But I am very concerned that my unicorn show features appropriate (albeit sexy!) garb, with no creases. Heck, creases are practically the same as leaving your Starbucks coffee on camera.


----------



## damiller

i oppose creases in all cases!! 
*crease de résistance!!!*


----------



## Snarf Zagyg

damiller said:


> i oppose creases in all cases!!
> *crease de résistance!!!*




I do the laundry and I see the light
We gotta ironing board, we gotta press clothes right
There ain't no danger, we can't go too far
We gotta start getting these clothes fit for a movie star
Crease is the word

They watch our show and they just complain
Why don't they understand that unpressed clothes cause shame?
Their lips are lying, only pressed is real
We start to find right now, in all times they are ideal

Crease is the word
Crease is the word, is the word that you heard
It's got groove, it's got meaning
Crease is the time, is the place, is the motion
Crease is the way we are feeling


----------



## Umbran

*Mod Note:*
Folks, dragging mockery and drama between threads is in poor form.  Please stop, or you will see content moderation in action.

Thanks.


----------



## MichaelSomething

Morrus said:


> I don’t think we need a debate on the politics of free speech here, folks. There are plenty of places on the internet where you can do that. Thanks!
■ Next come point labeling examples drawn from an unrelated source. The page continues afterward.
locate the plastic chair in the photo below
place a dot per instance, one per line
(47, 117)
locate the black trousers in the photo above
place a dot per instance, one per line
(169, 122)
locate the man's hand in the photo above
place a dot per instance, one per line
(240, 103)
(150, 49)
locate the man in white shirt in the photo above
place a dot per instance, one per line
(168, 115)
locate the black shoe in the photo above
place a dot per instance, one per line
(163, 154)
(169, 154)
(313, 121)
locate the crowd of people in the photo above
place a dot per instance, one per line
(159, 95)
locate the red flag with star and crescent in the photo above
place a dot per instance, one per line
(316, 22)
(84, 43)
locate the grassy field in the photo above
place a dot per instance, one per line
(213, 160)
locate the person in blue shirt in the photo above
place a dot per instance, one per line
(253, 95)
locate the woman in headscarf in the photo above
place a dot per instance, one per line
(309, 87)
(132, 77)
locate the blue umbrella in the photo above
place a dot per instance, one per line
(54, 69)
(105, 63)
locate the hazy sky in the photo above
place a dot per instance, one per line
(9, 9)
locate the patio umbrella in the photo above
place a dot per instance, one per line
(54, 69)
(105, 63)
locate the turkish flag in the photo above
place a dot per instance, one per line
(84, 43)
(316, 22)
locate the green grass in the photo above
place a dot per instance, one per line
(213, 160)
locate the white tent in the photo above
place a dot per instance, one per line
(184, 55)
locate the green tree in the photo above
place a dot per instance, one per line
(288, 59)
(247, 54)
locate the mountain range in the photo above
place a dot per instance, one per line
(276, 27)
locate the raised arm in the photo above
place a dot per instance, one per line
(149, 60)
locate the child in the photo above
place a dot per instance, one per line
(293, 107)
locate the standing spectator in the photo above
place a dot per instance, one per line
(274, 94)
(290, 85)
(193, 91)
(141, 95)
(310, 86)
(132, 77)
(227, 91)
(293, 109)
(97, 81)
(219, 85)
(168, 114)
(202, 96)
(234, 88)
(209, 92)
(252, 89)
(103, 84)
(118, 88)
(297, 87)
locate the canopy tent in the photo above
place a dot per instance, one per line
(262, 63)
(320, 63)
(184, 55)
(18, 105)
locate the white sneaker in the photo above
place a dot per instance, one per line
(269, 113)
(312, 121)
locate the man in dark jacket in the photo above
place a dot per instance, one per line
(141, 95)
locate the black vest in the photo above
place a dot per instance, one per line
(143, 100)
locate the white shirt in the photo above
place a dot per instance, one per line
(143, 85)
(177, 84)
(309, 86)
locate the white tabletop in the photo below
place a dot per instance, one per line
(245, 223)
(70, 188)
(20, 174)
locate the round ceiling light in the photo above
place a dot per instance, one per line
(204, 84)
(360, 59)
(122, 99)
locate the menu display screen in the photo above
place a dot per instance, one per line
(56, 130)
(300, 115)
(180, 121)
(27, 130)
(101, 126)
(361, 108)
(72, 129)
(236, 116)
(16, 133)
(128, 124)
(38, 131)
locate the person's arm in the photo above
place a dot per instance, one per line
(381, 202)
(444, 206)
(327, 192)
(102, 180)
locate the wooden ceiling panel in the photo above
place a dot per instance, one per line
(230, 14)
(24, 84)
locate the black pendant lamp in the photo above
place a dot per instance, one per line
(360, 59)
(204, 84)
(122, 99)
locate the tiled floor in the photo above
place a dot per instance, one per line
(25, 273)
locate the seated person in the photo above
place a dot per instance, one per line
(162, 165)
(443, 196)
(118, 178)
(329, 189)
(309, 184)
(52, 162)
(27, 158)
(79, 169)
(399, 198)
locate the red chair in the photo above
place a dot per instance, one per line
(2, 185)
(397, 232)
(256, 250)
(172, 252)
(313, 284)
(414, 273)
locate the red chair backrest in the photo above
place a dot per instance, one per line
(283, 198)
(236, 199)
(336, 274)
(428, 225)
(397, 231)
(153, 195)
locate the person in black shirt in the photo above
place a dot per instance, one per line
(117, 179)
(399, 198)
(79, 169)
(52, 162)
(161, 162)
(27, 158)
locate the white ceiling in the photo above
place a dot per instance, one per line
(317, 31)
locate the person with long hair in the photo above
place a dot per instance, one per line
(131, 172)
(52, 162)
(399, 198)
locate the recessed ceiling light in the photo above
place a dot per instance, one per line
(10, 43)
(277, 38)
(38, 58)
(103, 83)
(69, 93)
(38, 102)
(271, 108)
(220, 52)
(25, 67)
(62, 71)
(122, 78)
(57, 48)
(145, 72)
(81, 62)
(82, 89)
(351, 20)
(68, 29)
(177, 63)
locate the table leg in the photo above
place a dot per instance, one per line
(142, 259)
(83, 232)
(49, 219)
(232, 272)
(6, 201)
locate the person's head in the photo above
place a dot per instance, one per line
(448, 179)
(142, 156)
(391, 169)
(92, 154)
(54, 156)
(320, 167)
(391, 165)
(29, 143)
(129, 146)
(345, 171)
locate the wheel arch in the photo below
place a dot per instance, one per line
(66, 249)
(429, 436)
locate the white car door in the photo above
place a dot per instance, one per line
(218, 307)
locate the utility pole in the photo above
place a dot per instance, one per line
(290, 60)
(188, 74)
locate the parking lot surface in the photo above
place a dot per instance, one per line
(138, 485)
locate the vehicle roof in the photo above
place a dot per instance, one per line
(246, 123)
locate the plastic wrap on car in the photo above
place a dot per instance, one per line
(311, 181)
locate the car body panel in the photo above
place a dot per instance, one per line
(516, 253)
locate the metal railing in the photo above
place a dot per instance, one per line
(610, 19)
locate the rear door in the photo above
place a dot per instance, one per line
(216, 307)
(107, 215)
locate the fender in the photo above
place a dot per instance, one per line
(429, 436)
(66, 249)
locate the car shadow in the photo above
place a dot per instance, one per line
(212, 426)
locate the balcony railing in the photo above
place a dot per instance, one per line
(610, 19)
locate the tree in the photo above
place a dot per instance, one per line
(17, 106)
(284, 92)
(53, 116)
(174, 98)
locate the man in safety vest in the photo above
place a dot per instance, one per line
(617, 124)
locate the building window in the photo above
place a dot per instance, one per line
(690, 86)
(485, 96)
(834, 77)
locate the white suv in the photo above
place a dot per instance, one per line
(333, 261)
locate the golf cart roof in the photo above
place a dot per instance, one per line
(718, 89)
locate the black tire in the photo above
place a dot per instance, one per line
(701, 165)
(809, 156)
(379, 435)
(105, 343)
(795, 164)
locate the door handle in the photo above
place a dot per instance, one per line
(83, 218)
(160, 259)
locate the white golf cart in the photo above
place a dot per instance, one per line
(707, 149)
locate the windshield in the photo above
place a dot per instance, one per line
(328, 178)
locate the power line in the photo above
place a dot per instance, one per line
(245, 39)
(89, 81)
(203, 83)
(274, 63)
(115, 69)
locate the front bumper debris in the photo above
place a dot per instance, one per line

The reason I brought this up is because moderation is an important step in maintaining a healthly online community. Enworld is a good forum in part because of good moderation that keeps the balance between stopping jerks from ruining it and giving people enough freedom to speak honestly.


----------



## Lanefan

Snarf Zagyg said:


> I do the laundry and I see the light
> We gotta ironing board, we gotta press clothes right
> There ain't no danger, we can't go too far
> We gotta start getting these clothes fit for a movie star
> Crease is the word



There's a deep-ish cut Pet Shop Boys tune called "I Need a Lover" the chorus of which rewords wonderfully to:

I don't dare mix up the lights and darks
I'm doin' laundry
I don't care about the static sparks
I'm doin' laundry tonight, tonight

Your rewording (quoted) brought this to mind.


----------



## Snarf Zagyg

Lanefan said:


> There's a deep-ish cut Pet Shop Boys tune called "I Need a Lover" the chorus of which rewords wonderfully to:
> 
> I don't dare mix up the lights and darks
> I'm doin' laundry
> I don't care about the static sparks
> I'm doin' laundry tonight, tonight
> 
> Your rewording (quoted) brought this to mind.




I have always been a huge fan of the Pet Shop Boys. 

_When I look back upon my life
It's always with a sense of shame
I've always enjoyed the worst games
For every edition of D&D I like to do
No matter when or where or with who
Has one thing in common, too

It's a, it's a, it's a, it's a sin
It's a sin
Every game I've ever done
Every game I ever do
Every game I've ever played
Even games I play with you
It's a sin ...

EnWorld commenters taught me how to be
So pure in framing and fiction and deed
.......They didn't quite succeed
For every edition of D&D I like to do
No matter when or where or with who
Has one thing in common, too

It's a, it's a, it's a, it's a sin
It's a sin
Every game I've ever done
Every game I ever do
Every game I've ever played
Even games I play with you
It's a sin ..._


----------